[PATCH] Add a lazy index file parser

Thu Mar 15 14:13:28 CDT 2012

On Wed, 2012-03-14 at 23:55 -0700, Bryan O'Sullivan wrote:
> # HG changeset patch
> # User Bryan O'Sullivan <bos at serpentine.com>
> # Date 1331794495 25200
> # Branch stable
> # Node ID 6b8704721e53d414d0906fff7b0c7ae236bc6f29
> # Parent  ca5cc2976574d820dad5774afd8c7b3c39ec11cd
> Add a lazy index file parser

We've implemented a strict summary format in your absence, see the
checklist here:

http://mercurial.selenic.com/wiki/ContributingChanges

> We only parse entries in a revlog index file when they are actually needed.
> 
> This makes a huge difference to performance on large revlogs when
> only a few entries are used (a common case).  For instance, "hg
> tip" on a tree with 300,000 commits takes 0.3s before, 0.02 after.
> 
> For revlog-intensive operations (e.g. running "hg log" to completion),
> the lazy approach is about 1% slower than the eager parse_index2.
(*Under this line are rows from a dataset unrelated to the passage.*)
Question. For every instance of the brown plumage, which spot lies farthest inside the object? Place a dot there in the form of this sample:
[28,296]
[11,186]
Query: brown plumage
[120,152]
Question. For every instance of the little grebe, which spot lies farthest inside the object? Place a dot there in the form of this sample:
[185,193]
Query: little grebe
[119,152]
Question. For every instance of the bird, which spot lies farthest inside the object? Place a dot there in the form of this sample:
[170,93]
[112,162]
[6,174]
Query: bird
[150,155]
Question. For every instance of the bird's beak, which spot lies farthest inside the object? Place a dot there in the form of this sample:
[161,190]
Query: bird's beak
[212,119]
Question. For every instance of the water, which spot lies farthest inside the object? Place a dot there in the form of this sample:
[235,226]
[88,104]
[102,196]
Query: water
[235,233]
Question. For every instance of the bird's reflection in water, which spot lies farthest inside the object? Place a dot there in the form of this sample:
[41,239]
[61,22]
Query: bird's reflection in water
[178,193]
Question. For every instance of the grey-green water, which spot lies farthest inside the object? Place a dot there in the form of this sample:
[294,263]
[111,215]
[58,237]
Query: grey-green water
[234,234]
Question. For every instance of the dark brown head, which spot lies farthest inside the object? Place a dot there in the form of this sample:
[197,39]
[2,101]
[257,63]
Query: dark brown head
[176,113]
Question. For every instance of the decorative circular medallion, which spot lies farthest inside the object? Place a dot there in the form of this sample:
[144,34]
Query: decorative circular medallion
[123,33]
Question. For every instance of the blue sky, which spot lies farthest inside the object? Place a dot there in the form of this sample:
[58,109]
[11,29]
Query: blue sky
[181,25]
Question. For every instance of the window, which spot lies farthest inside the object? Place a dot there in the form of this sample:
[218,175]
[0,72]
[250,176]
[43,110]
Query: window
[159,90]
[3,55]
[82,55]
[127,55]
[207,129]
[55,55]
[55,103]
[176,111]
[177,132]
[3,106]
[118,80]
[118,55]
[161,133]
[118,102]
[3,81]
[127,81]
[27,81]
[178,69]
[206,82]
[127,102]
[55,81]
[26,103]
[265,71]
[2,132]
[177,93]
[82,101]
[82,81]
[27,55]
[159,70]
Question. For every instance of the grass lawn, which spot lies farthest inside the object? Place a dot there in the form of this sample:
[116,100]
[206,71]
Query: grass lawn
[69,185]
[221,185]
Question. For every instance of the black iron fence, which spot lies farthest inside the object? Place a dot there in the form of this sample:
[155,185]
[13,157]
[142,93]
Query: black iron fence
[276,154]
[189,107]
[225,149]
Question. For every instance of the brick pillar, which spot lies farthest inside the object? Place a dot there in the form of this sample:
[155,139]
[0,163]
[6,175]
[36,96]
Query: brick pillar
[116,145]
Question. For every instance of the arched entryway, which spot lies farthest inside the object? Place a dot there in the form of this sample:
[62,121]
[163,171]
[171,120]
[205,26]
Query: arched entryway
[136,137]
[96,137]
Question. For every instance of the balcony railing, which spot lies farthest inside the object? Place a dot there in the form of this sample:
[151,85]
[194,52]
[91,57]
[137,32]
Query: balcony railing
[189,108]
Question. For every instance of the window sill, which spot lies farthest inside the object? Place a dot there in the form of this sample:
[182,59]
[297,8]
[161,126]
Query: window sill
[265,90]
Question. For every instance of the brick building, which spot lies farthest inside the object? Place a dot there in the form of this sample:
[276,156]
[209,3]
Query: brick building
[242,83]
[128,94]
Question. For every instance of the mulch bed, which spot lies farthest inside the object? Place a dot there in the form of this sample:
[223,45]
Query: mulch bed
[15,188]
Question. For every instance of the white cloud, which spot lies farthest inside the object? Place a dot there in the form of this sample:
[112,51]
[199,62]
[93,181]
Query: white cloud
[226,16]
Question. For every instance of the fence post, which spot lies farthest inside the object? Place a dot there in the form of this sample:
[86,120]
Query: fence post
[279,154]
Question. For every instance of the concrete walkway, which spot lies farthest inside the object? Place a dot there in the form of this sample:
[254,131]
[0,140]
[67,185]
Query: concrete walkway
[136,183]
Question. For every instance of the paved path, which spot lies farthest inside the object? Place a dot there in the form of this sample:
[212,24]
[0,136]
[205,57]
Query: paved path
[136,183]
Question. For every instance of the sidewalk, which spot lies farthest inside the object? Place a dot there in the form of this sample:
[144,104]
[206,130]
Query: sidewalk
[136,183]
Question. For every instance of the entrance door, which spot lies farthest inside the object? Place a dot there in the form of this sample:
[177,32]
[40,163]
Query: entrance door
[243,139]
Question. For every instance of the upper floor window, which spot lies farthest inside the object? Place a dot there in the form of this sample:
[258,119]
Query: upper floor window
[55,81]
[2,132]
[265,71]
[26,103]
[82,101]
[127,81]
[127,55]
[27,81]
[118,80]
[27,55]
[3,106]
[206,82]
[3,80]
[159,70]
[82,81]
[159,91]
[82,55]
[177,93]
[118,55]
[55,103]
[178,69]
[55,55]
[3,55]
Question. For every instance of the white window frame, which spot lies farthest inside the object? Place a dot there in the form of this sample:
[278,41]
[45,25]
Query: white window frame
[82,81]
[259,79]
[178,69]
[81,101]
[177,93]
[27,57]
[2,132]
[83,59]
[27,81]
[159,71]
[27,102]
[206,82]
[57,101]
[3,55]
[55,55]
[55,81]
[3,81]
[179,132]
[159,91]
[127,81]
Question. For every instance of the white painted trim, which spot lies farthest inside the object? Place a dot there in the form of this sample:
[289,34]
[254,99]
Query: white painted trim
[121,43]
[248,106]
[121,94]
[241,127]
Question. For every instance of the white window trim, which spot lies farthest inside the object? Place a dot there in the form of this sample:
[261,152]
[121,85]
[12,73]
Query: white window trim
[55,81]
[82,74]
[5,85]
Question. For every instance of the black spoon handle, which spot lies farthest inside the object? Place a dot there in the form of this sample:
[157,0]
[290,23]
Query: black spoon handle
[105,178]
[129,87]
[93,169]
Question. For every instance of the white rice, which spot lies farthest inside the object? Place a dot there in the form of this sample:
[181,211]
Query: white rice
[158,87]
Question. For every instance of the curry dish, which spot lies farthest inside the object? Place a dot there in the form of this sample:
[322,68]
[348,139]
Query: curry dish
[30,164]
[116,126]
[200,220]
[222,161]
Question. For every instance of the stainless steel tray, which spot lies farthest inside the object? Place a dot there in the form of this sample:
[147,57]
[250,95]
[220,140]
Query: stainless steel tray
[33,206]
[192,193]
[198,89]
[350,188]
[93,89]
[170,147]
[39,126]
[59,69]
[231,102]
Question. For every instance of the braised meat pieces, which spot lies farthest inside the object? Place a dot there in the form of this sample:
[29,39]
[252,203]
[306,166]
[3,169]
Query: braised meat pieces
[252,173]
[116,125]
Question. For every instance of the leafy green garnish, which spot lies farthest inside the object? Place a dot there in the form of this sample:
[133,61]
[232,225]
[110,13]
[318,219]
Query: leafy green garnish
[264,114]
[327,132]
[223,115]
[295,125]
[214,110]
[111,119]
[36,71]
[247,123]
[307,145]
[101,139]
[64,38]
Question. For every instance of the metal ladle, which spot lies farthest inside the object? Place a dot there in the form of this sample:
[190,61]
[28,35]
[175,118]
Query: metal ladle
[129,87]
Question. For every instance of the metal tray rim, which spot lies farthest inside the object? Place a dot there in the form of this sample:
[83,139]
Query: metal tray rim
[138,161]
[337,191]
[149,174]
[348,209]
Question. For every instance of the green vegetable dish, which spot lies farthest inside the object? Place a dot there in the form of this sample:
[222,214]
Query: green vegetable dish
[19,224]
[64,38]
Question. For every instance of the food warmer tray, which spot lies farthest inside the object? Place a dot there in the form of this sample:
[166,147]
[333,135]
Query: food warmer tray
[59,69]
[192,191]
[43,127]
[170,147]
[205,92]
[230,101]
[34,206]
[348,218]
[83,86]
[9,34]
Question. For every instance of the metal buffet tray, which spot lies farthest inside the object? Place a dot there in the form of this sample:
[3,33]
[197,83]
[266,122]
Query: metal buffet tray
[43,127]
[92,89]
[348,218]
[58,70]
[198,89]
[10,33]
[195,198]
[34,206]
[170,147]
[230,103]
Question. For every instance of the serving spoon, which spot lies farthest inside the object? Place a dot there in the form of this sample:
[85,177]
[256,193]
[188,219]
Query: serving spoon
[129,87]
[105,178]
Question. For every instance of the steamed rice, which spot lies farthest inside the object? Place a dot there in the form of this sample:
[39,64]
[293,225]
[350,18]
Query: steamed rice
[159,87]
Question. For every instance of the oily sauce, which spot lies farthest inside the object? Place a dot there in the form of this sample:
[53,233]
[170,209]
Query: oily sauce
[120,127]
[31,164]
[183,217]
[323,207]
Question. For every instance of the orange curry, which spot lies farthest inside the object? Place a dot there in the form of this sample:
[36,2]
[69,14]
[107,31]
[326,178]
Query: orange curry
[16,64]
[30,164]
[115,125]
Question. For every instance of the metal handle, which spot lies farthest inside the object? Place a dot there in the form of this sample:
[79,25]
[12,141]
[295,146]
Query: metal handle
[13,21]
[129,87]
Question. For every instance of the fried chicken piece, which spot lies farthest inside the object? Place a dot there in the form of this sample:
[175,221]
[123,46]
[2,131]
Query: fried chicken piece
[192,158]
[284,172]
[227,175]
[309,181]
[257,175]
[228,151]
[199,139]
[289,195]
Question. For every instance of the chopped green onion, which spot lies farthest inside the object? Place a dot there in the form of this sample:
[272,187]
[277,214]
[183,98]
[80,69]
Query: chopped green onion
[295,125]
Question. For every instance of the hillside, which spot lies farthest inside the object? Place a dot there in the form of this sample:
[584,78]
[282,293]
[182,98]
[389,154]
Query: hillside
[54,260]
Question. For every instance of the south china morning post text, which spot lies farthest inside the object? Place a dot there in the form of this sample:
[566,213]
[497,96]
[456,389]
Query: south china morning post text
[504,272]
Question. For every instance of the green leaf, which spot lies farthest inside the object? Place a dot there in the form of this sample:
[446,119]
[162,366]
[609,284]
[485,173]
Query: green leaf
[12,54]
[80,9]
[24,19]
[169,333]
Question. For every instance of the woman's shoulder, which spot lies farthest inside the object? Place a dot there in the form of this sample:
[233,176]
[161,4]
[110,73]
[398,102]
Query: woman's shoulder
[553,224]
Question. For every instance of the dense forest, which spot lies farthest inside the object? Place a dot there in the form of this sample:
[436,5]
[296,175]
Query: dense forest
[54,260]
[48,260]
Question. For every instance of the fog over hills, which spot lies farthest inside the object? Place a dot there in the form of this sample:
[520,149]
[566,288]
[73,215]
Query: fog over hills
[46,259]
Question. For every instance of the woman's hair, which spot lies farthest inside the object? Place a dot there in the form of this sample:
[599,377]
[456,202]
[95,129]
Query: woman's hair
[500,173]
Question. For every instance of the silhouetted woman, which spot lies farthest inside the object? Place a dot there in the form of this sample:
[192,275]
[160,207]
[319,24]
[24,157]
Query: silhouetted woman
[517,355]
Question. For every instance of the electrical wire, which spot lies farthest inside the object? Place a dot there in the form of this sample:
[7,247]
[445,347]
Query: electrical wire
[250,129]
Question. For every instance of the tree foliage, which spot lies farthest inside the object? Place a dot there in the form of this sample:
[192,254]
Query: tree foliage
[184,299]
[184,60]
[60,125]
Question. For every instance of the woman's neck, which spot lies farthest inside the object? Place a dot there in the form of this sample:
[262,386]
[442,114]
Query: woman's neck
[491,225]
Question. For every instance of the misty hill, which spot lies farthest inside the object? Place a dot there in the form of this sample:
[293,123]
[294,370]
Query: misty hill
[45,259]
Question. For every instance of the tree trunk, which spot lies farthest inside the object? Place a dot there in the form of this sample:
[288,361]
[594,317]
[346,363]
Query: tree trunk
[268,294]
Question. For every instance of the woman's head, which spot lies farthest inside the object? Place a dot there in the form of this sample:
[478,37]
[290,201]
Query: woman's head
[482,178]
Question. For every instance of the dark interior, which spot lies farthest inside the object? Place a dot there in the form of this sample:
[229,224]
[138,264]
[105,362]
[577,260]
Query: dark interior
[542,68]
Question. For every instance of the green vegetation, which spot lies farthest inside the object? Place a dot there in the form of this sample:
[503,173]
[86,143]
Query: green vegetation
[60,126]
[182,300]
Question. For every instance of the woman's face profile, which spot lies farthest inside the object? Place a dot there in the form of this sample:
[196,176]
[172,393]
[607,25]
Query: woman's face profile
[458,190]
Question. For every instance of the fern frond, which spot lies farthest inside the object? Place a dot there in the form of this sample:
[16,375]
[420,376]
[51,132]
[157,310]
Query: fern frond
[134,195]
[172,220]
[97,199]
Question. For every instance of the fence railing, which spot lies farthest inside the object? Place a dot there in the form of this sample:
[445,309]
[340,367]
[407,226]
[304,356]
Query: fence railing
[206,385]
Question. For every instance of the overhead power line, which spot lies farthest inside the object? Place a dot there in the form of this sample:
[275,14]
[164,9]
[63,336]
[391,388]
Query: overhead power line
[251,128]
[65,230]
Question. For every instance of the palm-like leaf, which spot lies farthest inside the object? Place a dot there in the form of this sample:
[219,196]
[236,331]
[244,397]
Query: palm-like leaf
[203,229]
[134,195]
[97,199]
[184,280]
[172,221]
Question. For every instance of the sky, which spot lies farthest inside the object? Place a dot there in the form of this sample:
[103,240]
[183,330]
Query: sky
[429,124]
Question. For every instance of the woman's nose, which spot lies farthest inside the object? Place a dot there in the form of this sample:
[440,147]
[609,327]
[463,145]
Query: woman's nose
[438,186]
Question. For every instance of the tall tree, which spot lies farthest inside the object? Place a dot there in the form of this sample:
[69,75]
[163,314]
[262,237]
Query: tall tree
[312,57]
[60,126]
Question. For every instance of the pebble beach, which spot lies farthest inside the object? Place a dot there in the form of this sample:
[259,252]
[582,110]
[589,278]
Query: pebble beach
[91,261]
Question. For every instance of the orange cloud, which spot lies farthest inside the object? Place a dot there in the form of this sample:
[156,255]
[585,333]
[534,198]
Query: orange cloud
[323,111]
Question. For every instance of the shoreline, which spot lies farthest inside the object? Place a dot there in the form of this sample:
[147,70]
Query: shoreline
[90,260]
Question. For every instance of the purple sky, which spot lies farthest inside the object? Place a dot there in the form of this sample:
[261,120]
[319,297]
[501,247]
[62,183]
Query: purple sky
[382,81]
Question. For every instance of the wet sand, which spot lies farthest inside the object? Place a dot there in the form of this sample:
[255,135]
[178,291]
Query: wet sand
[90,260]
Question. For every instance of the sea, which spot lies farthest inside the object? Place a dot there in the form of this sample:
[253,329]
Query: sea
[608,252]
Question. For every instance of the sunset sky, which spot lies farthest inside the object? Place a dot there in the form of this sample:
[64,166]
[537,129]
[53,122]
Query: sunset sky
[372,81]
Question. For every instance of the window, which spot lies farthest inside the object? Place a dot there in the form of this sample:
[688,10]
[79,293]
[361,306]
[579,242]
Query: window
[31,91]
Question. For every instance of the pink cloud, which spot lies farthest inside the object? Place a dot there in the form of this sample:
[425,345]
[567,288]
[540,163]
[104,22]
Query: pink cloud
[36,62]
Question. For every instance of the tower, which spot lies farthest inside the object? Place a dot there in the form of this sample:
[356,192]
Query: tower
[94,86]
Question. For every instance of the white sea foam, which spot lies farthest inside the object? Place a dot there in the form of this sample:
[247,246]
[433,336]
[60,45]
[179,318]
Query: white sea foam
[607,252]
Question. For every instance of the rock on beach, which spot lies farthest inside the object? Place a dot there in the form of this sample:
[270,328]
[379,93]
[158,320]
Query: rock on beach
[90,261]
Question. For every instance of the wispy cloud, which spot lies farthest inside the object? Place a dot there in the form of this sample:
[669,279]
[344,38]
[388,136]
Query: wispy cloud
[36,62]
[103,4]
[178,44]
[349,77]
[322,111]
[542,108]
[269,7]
Low-level algorithms like revlog.headrevs() actually takes a bigger hit
(more like 50%). You can see this with the perfheads change I just
pushed. I think we can get this and more back though with further
optimization.

> +	if (entry)
> +		PyObject_GC_UnTrack(entry);

I guess this is safe still. Not sure it matters though.

> +static int
> +index_ass_subscript(indexObject* self, PyObject* item, PyObject* value)
> +{

-- 
Mathematics is the supreme nostalgia of our time.